Каждой досталось по три картофелины.
Ранним утром наш новый господин отпер дверь и выпустил нас мыться. А сам семенил сзади, чтобы мы не убежали.
Солнце еще только всходит. Холодно. А он торопит — начало пятого. В половине пятого мы должны начать работать — наносить дров, воды, подмести двор, вычистить дорожки в саду; в половине шестого завтрак, и в шесть уже выйдем в поле.
Объяснив, выдал нам всю нашу недельную норму: буханочку хлеба и четверть пачки маргарина. Хозяин предупредил, что этого должно хватить до следующей пятницы; больше хлеба мы не получим, такая наша норма. В кухне по утрам будем получать кофе, а к обеду — суп. На ужин, если смогут, дадут картошки. Но не каждый вечер. В кухню имеет право входить только одна, она будет получать на всех четверых.
Мы решили есть по одному ломтику хлеба в день, и только к завтраку. Но как удержаться, когда впервые за столько времени имеешь целую буханочку! Может, сегодня поесть более сытно, подкрепиться, а потом уже есть поменьше? Отломили еще по кусочку. Потом еще по два. Хорошо, что хозяин пришел звать в поле, иначе ничего бы не осталось.
Хозяин едет верхом на лошади, а мы тащимся сзади пешком. Оказывается, мы здесь не одни. Есть украинец Иван с женой и тремя детьми (их оккупанты вывезли перед отступлением), французский военнопленный и полька Зося (эта наивная девушка поверила в обещанный гитлеровцами рай в Германии и добровольно завербовалась на работу; теперь она убивается, плачет, но назад ее, конечно, не пускают).

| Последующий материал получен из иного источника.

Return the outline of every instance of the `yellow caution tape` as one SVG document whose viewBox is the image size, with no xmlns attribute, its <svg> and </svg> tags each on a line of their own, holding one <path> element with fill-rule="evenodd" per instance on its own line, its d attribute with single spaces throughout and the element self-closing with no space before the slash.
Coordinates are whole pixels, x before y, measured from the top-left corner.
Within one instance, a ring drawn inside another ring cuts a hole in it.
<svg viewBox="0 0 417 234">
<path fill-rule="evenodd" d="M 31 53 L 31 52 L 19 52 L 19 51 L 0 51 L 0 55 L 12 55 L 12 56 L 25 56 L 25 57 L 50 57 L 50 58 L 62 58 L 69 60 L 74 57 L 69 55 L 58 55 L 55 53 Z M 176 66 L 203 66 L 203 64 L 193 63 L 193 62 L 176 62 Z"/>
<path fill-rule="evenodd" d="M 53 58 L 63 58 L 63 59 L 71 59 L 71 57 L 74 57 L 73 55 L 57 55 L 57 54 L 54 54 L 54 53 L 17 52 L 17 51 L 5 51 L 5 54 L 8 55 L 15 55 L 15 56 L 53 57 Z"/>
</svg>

Поля по обеим сторонам дороги принадлежат нашему хозяину. Он, наверно, эсэсовец или просто какой-то «деятель», потому что часто по вечерам берет винтовку и выезжает на велосипеде на какие-то сходки или ночные дежурства. Он очень злой и скупой старый холостяк, а его сестры — старые девы — просто ведьмы. Бесятся, когда приходится дать тарелку супу детям Ивана, которые не работают. Впрочем, старшему, семилетнему мальчику, часто дают работу. И совсем не по детским силам.